Gerhana Sophora adalah hal yang langka, jadi dia sengaja mendapatkan kembali setengah dari akar dan akarnya, berniat menanamnya di tanah hitam di ruang angkasa untuk dibudidayakan.
Jiaojiao mencuci tangannya di baskom besi, mengambil kacang mandi, dan menggosoknya dengan hati-hati di telapak tangannya.
Setelah mencuci tangan, Jiaojiao langsung menuju ke tempat tidur, membungkuk untuk melepas sepatu dan kaus kakinya, dan dengan terampil mengeluarkan buku itu dari bawah bantal.
Meong Miao juga bersandar dekat satu sama lain, melihat kucing-kucing itu bersama-sama.
Ini adalah objek spiritual dari para ahli ruang angkasa sebelumnya. Ia mengetahui astronomi dari atas dan geografi dari bawah.
"Wah, nama manusia ini benar-benar kuno, kenapa disebut beruang besar?"
"Meong, ini adalah pembaca yang hebat."
"Oh, Ben Meong salah lihat sejenak..."
...
Keesokan paginya, Wang Zhuangzhi pergi ke kota lebih awal.

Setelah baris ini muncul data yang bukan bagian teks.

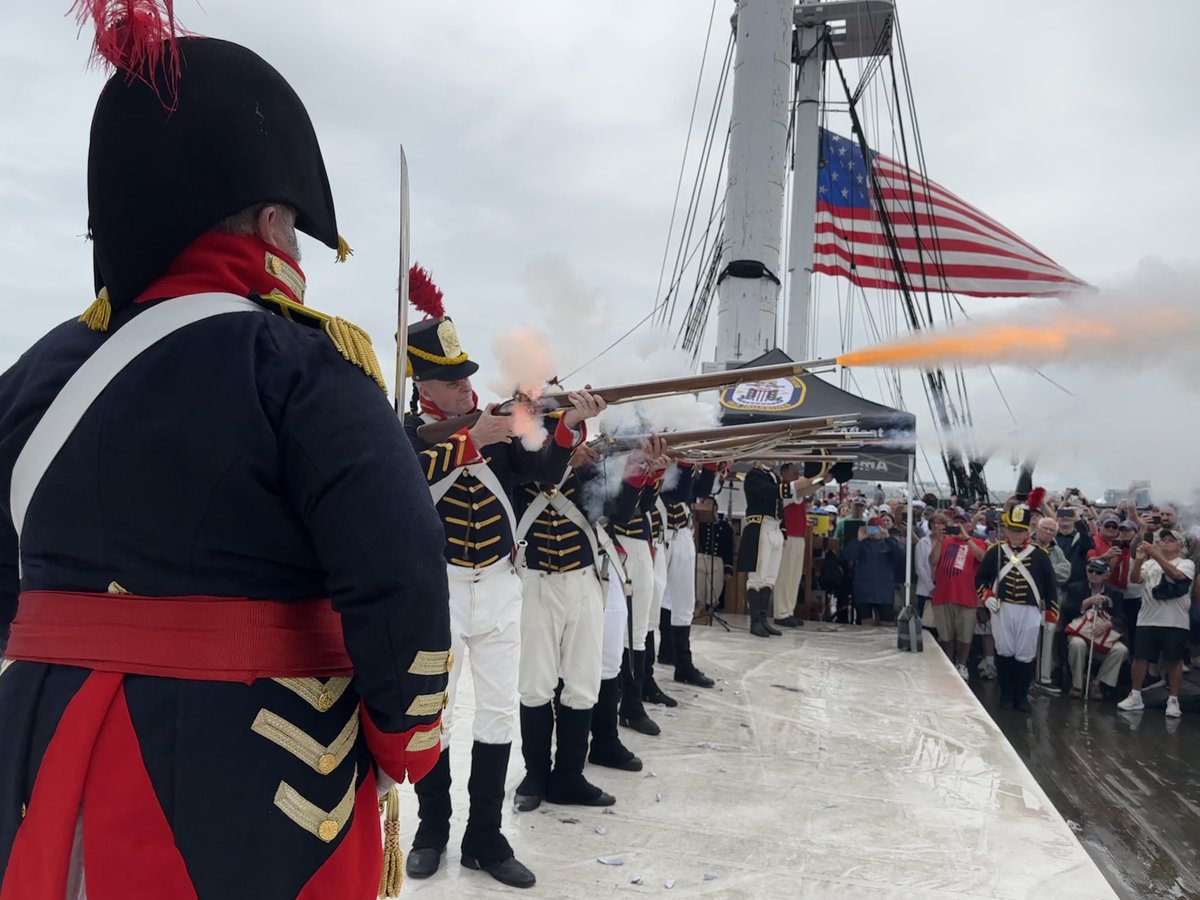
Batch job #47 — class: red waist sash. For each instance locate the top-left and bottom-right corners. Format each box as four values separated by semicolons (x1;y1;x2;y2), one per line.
5;590;353;683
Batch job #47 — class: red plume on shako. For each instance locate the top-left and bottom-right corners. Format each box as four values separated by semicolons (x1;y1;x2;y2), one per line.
408;265;446;319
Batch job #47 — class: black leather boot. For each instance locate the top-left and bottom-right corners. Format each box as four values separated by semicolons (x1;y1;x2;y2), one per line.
458;740;538;888
671;625;716;688
588;677;642;772
620;649;662;737
512;703;554;812
404;750;450;878
746;588;770;637
546;704;617;806
996;656;1016;709
1013;656;1037;713
642;631;679;707
760;588;784;635
659;610;674;666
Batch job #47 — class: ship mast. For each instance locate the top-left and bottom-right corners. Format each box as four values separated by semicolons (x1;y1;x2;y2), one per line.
716;0;893;366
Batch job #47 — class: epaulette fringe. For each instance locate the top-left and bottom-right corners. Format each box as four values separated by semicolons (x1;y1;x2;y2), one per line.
379;787;404;898
79;288;113;331
262;290;388;394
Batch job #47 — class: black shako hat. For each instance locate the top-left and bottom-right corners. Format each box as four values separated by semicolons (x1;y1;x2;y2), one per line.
408;265;479;382
88;35;344;307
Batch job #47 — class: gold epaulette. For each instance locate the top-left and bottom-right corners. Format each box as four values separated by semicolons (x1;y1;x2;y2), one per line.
259;290;388;394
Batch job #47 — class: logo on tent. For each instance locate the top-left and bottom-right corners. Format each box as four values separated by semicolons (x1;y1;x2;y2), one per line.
721;378;809;413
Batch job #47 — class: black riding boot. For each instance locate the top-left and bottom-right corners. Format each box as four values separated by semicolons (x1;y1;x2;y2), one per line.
620;649;662;737
458;740;536;888
671;625;716;688
404;750;450;878
588;678;642;772
642;631;679;707
546;703;617;806
746;588;770;637
760;588;784;635
659;610;674;666
512;703;562;812
996;656;1016;709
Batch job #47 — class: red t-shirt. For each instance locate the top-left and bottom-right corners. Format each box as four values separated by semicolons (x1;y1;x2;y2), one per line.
784;503;809;538
934;538;988;608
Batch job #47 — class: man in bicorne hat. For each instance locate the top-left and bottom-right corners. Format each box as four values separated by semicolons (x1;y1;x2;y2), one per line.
976;503;1057;713
404;277;605;887
0;4;450;900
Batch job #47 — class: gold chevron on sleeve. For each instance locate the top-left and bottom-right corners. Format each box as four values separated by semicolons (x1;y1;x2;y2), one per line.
407;692;446;715
271;676;350;713
275;766;359;844
250;709;359;775
408;650;452;676
404;722;442;754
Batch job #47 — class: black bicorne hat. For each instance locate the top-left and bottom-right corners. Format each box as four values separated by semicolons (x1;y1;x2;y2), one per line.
88;24;344;307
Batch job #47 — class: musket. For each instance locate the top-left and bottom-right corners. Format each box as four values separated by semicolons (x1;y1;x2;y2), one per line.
416;359;838;444
395;150;409;420
588;416;857;454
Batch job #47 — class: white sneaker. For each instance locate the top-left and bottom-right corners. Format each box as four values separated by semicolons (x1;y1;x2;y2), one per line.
1117;692;1146;713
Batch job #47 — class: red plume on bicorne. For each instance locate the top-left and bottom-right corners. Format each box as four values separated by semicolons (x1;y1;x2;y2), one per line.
71;0;180;107
408;265;446;319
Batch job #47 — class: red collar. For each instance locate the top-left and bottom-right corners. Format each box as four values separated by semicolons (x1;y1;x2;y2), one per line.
134;232;305;304
421;391;479;422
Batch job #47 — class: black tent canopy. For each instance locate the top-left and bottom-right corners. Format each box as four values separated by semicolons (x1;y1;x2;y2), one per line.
720;349;917;482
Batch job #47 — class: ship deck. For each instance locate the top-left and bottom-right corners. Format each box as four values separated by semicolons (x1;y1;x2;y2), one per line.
402;616;1116;900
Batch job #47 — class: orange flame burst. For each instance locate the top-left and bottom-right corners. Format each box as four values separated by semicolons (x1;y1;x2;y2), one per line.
838;307;1194;367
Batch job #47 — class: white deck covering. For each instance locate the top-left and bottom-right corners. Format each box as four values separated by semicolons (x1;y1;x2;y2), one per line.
393;617;1115;900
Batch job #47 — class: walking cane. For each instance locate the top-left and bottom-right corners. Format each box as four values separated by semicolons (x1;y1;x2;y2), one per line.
1084;606;1096;703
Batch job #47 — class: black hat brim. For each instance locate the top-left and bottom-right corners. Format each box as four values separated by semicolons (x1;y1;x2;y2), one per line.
413;359;479;382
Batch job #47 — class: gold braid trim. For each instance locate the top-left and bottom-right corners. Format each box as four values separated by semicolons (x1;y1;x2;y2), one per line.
262;290;388;394
325;316;388;394
379;787;404;898
78;288;113;331
408;344;470;366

Dia ingat bahwa hari ini dia beristirahat di sekolah, dan pergi membeli beberapa suplemen untuk Tuan Zhong. Dia juga kebetulan pergi menemui Wei Qing, untuk melihat apakah Wei Qing akan kembali ke rumah Nyonya Liu, dan dia akan membawa mereka bersamanya saat waktunya tiba.
__ADS_1
Wang Zhuangzhi bangun pagi, dan Bibi Hua datang lebih awal karena khawatir dia tidak akan bisa menyusul, jadi dia hanya membuat sarapan untuk Wang Zhuangzhi, mengambil air dan mulai mengelap kompor, lalu menyiapkan sarapan untuk wanita itu dan yang lainnya.